At supper time Anna could talk of nothing but the rabbits, and had so much to say that her father and mother did not notice how silent Rebecca was.
The little household retired early, and by eight o'clock Rebecca was in bed, but alert to every sound, and resolved not to go to sleep. The sisters slept together, and in a few minutes Anna was sound asleep.
Rebecca heard the clock strike nine, then very quietly she got out of bed and dressed. Her moccasins made no noise as she stepped cautiously along the narrow pa.s.sage, and down the steep stairway. She lifted the big bar that fastened the door and stood it against the wall, then she opened the door, closing it carefully behind her, and stepped out into the warm darkness of the spring night.
CHAPTER VII
"A TRAITOR'S DEED"
It was one of those May evenings that promise that summer is close at hand. The air was soft and warm; there was no wind, and in the clear starlight Rebecca could see the shadows of the tall elm tree near the blacksmith shop, and the silvery line of the softly flowing river. As she stood waiting for Lucia she looked up into the clear skies and traced the stars forming the Big Dipper, nearly over her head. Low down in the west Jupiter shone brightly, and the broad band of shimmering stars that formed the Milky Way stretched like a jeweled necklace across the heavens. The little village slept peacefully along the river's bank; not a light was to be seen in any of the shadowy houses. A chorus of frogs from the marshes sounded shrilly through the quiet. In years to come, when Rebecca heard the first frogs sounding their call to spring, she was to recall that beautiful night when she stole out to try and save the town, as she believed, from being fired on by a British gunboat.
She had made so early a start that she had to wait what seemed a very long time for Lucia, who approached so quietly that not until she touched Rebby's arm did Rebby know of her coming.
"I am late, and I nearly had to give up coming because Mother did not get to sleep," Lucia explained, as the two girls hurried down to the river. "She is so worried about Father," continued Lucia; "she says that since the Americans defeated the English at Lexington they may drive them out of Boston as well."

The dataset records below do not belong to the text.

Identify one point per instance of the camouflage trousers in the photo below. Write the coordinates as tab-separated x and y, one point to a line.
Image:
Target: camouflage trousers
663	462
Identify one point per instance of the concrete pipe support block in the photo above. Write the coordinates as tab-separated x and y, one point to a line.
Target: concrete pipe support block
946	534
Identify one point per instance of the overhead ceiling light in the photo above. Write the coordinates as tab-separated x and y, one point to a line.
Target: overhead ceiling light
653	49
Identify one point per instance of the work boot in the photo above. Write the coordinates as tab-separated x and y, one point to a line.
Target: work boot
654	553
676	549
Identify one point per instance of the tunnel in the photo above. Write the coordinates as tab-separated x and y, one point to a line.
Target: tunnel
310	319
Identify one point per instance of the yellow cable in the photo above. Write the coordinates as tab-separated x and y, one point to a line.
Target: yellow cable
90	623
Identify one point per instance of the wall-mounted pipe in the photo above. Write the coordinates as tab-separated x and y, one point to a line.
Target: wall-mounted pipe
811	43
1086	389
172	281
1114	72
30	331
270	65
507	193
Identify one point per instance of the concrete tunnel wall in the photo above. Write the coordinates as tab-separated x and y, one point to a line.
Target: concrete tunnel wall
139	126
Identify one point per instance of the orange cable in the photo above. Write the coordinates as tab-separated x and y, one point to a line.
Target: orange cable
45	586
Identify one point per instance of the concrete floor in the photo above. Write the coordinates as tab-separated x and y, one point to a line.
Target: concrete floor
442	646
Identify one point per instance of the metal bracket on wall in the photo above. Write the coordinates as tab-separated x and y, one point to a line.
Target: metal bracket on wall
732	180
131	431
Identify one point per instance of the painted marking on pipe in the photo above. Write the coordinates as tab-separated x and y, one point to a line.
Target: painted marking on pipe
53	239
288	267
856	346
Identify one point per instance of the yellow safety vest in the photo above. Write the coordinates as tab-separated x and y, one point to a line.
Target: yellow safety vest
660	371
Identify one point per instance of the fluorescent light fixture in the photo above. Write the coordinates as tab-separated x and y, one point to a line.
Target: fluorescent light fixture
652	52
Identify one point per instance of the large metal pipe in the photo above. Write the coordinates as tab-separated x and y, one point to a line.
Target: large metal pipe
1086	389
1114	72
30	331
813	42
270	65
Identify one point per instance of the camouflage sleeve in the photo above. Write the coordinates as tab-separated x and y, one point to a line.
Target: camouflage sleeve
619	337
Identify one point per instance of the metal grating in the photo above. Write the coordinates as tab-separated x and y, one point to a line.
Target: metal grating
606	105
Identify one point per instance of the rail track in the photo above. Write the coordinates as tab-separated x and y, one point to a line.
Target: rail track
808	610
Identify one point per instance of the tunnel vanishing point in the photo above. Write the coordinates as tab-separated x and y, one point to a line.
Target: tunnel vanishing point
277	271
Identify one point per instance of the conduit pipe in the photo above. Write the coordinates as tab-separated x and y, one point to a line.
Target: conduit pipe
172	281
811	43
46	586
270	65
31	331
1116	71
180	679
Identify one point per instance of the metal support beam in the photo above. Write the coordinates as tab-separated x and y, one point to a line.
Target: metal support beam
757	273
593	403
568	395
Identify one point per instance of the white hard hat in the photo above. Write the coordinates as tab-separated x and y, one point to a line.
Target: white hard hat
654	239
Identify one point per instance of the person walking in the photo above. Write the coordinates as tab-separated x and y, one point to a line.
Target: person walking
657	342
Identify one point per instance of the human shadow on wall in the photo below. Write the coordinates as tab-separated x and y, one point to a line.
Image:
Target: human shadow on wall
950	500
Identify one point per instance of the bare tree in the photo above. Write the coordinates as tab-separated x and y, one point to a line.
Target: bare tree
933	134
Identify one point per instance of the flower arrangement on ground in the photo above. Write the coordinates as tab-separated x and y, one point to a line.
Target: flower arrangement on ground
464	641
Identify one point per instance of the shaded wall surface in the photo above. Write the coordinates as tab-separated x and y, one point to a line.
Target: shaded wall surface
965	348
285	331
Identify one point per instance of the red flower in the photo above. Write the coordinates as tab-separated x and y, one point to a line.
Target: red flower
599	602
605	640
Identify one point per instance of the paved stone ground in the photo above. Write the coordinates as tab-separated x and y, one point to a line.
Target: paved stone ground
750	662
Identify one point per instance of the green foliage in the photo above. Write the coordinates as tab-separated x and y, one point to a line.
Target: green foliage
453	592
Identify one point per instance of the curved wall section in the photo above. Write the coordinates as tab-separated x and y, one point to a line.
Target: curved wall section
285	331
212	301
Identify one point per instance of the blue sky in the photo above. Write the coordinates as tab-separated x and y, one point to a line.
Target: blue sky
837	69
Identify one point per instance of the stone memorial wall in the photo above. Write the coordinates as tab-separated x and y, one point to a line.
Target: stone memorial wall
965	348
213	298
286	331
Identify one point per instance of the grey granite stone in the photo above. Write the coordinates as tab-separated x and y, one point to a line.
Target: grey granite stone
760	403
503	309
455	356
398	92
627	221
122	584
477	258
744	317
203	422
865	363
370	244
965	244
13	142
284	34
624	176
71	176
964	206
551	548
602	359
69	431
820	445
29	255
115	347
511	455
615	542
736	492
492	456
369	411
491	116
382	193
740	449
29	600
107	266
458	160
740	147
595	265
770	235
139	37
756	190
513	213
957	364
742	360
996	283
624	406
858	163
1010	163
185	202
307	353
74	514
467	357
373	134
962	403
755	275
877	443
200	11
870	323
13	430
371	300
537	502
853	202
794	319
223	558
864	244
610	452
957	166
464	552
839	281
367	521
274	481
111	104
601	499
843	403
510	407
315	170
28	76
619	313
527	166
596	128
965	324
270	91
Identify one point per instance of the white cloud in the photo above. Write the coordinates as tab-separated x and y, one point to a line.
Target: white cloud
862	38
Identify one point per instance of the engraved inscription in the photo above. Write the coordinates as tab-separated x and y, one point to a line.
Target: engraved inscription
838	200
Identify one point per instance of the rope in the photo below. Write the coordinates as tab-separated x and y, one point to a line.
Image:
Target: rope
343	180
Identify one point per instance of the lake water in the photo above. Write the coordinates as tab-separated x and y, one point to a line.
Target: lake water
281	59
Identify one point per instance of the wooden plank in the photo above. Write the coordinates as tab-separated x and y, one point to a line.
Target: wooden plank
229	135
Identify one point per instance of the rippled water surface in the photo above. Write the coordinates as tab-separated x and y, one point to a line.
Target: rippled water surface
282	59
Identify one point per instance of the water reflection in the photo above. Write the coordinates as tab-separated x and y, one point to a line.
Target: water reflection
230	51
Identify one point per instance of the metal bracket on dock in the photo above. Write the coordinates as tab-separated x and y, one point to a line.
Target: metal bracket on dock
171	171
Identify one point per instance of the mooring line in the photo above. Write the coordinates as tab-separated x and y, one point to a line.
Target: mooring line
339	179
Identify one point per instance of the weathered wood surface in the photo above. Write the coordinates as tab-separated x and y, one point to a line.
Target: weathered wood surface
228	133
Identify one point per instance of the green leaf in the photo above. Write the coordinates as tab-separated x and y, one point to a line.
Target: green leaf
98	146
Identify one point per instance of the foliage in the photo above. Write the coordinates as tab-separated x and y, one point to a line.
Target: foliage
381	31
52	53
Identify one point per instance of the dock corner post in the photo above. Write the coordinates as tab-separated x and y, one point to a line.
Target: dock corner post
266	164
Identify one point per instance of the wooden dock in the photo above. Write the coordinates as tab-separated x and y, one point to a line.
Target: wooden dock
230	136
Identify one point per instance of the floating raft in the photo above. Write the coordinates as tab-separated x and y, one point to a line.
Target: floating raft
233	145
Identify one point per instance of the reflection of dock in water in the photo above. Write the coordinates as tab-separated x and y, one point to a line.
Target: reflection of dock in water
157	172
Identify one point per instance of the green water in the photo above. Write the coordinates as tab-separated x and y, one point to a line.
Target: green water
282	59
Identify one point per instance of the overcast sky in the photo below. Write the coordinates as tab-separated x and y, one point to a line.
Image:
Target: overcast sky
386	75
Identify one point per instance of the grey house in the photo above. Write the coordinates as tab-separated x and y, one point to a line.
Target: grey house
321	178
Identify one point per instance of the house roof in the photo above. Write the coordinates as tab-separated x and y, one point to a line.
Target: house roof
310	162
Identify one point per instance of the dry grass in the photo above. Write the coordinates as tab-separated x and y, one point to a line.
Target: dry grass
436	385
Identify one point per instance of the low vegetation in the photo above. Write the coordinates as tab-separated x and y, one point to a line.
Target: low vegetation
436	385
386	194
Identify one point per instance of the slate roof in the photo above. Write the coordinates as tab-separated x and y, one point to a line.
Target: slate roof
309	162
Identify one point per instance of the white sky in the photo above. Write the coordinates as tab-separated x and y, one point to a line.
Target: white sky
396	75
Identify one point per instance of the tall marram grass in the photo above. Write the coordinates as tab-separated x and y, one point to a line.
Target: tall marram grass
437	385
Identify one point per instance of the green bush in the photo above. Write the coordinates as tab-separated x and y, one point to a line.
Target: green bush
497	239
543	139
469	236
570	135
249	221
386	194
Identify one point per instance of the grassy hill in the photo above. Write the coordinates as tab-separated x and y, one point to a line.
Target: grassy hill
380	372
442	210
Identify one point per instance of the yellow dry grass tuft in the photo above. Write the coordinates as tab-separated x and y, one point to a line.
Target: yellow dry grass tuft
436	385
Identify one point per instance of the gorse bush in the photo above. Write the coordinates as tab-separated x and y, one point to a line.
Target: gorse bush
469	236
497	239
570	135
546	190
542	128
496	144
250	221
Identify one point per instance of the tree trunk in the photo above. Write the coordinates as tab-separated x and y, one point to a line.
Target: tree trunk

"Of course they will," declared Rebecca, surprised that anyone could imagine the righteous cause of America defeated. "And if the English gunboat comes in here the Machias men will capture it," she added.
"Well, I don't know," responded Lucia despondently. "But if it destroyed the town there wouldn't be anyone left to capture it; and that is why we must push that liberty tree offsh.o.r.e."
The girls were both strong, and Lucia had brought a sharp knife with which to cut the rope holding the tree to a stake on the bank, so it did not take them long to push the tree clear of the sh.o.r.e. They found a long pole near by, and with this they were able to swing the liberty tree out until the current of the river came to their aid and carried it slowly along.
"How slowly it moves," said Rebecca impatiently, as they stood watching it move steadily downstream.
"But it will be well down the bay before morning," said Lucia, "and we must get home as quickly as we can. I wish my father could know that there will not be a liberty pole set up in Machias."
Rebecca stopped short. "No liberty pole, Lucia Horton? Indeed there will be. Why, my father says that all the loyal settlements along the Maine coast are setting up one; and as soon as the old British gunboat is out of sight Machias will put up a liberty tree. Perhaps 'twill even be set up while the gunboat lies in this harbor."